Всего-то оставалось — пнуть дверь ногой и выскочить во двор, но короткий, нечеловечески сильный удар в бок настиг девушку. В глазах заплескался красный туман. От боли она согнулась пополам. Еще миг — другой Роксана безуспешно пыталась втолкнуть в себя воздух. Потом с трудом выпрямилась, держась рукой за стену.
— И руки завяжи. Вот веревка, — распорядилась старуха, сгребая со стола на пол все, что там стояло. — На стол ее.
В голове по-прежнему стоял туман и Роксана мало что понимала. Ей крепко стянули руки за спиной и тут же плотно вбили в рот какую-то тряпку. Как куль с зерном Мара подняла ее на руки. Костлявые пальцы больно впились в спину. Роксана еще пыталась достать ее ногой — это было все равно что пинать бесчувственное дерево. От удара о стол зазвенело в ушах.
— Хорошо. Ноги вяжи, давай, вертится как змея. Оно и понятно, жить всем хочется, — у старухи в руках появились черные свечи. — Как знала, берегла.

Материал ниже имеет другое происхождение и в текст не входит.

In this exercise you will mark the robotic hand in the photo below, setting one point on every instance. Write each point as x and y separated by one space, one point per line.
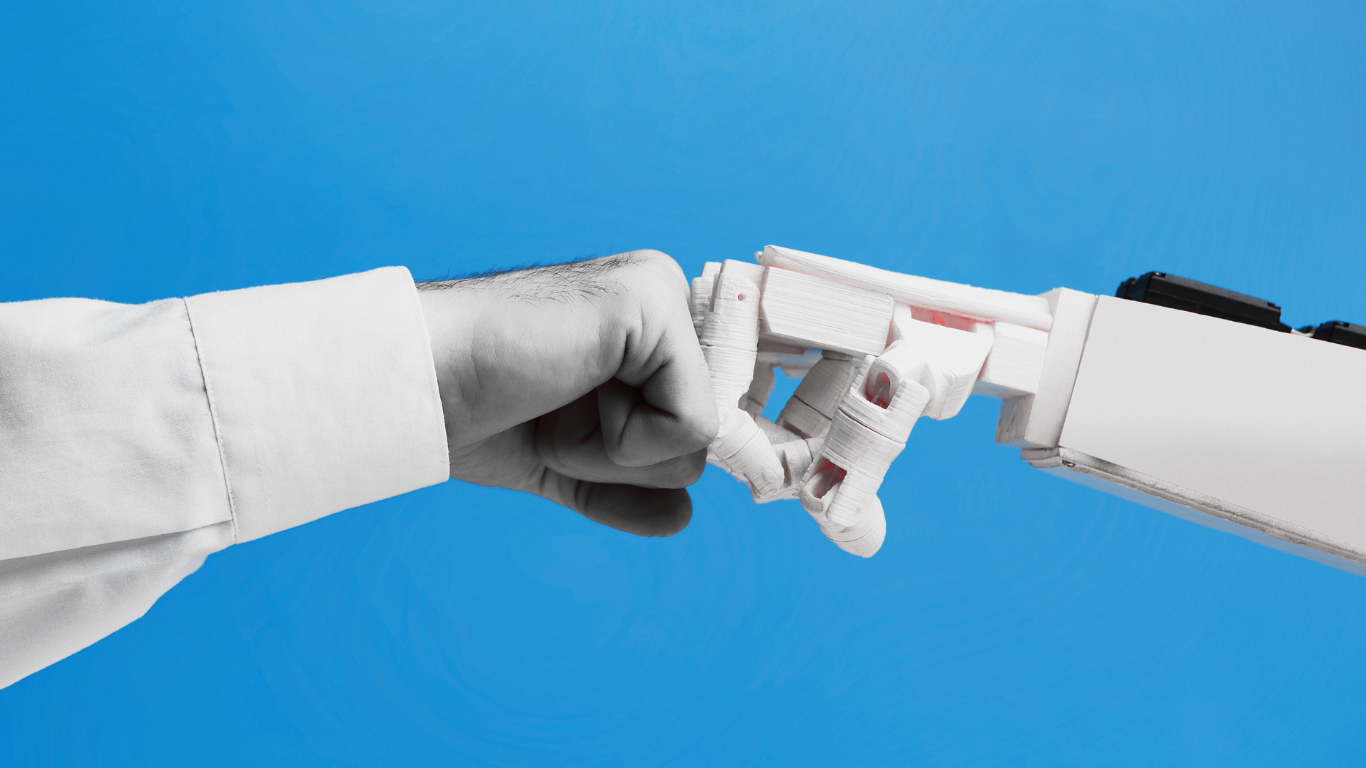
1189 398
877 349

Туже вяжи, туже… Все, пойди, помоги сестре. Сдается мне, этот второй за извергом побежал. Обоих убейте. Иди, иди, без тебя здесь разберусь.
Когда за Марой хлопнула дверь, старуха качнулась к открытой печи и зажгла фитиль черной свечи от тлеющих углей. Слабый огонек бабочкой трепетал в темноте.
— Вот как получилось, — не обращая внимания на мычание Роксаны, негромко бормотала старуха, как сказку рассказывала непослушным внукам. — Не думала я, что перед смертью Отец позволит мне с тобой встретиться. Да… не дергайся, не вызовешь демона своего, как ни пытайся. Мысли он твои слышит, но не придет. Для прихода ему слово нужно, только оно дверь открывает в наш мир. Это раньше я боялась, да ты видно глупая или понадеялась, что я старая, не разгляжу… Не знаешь ты, девка, скольких одержимых я на тот свет отправила.
Роксана лежала на столе. Она не могла шевельнуть ни рукой, ни ногой — странная тяжесть сковала тело. Девушка попыталась языком отодвинуть кляп, закрывающий рот, но видит Отец Света, Мара постаралась на славу.
Между тем, старуха зажигала свечи — одну от другой — и ставила по краю необъятного стола. Роксана пошевелилась — и это движение далось ей с превеликим трудом.
— Будешь дергаться, раньше времени ножом полосну. Старая я, и правда, стала, что не сразу тебя распознала. Еще ночью, вчера. Раньше, бывало, одержимых издалека чуяла. Упокоишься скоро, — вдруг торжественно объявила она. — Радуйся, что с миром. А то рано или поздно, демон все равно верх бы над тобой одержал, да душу твою сожрал. Ты спасибо мне скажи, а ты дергаешься.